Our Go Pro Shot from above!

It was definitely a good way to start the Christmas Day. I didn't mind the fact that I did it solo and was accompanied by strangers admiring the sunrise and beautiful pagodas from a hot air balloon.

Sunset at Bagan

After seeing the sunrise, I wouldn't of course miss to watch the sunset. There are various pagodas which offer a viewing platform to see the sunset. People started to swarm the Shwesandaw Pagoda , hoping to get a good spot for viewing. Good thing I was tiny and was able to squeeze myself in and steal a spot at the topmost level.

The crowded Shwesandaw Pagoda

View from above

Watching the Sunset at Bagan, Myanmar

Lantern Festival

As soon as the sun has set, everyone else made their way out of the pagoda and get on with their evening. During the balloon flight, our pilot told us that there will be a Lantern Festival worth seeing that night at the Ahlodawpyae Temple also well known as the Wishing Temple.

As I have entered the premises, I was welcomed by a beautiful chaos of loud music and chanting, of local vendors shouting trying to sell their items. I didn't know where to go so I looked around and avoided the stream of people making their way to the main entrance of the pagoda. I took a detour and found myself at the side of the temple where a small crowd has gathered arranging candles at the floor. 

As the organiser started handing out candles, my curiosity kicked in and I got myself candles. I didn't know what was happening to be honest and what it was for. All I remember hearing from our pilot that morning was that we must see it. I initially thought we were going to fly out paper lanterns. After a few minutes, they started lighting the candles so I lit up mine and joined the crowd.

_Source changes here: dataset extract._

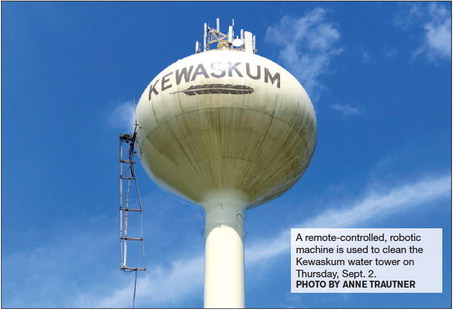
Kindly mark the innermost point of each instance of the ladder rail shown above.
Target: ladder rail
(127, 176)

A Burmese boy lighting the candles

There was a Burmese phrase formed using the candles that I later found out translates to "Fulfill the Wish". Now it made sense to me being that it is after all the Wishing Temple!

"Fulfill the Wish"
As I was lighting the candles one by one, I silently uttered my Christmas wish. It was perhaps the most genuine travel experience I have ever had. Being a non-Buddhist and participating in a very traditional Burmese festival was indeed a very unusual yet memorable way to end my Christmas Day. It was a humbling experience to be in that moment where you don't even need to understand what the locals around you were saying. You just have to feel how they are celebrating and you are already a part of them. 

I may not be able to see Christmas trees filled with fairy lights or hear Christmas carols during that day but I definitely felt the Christmas spirit, just in a different setting. It was still indeed a Merry Christmas after all!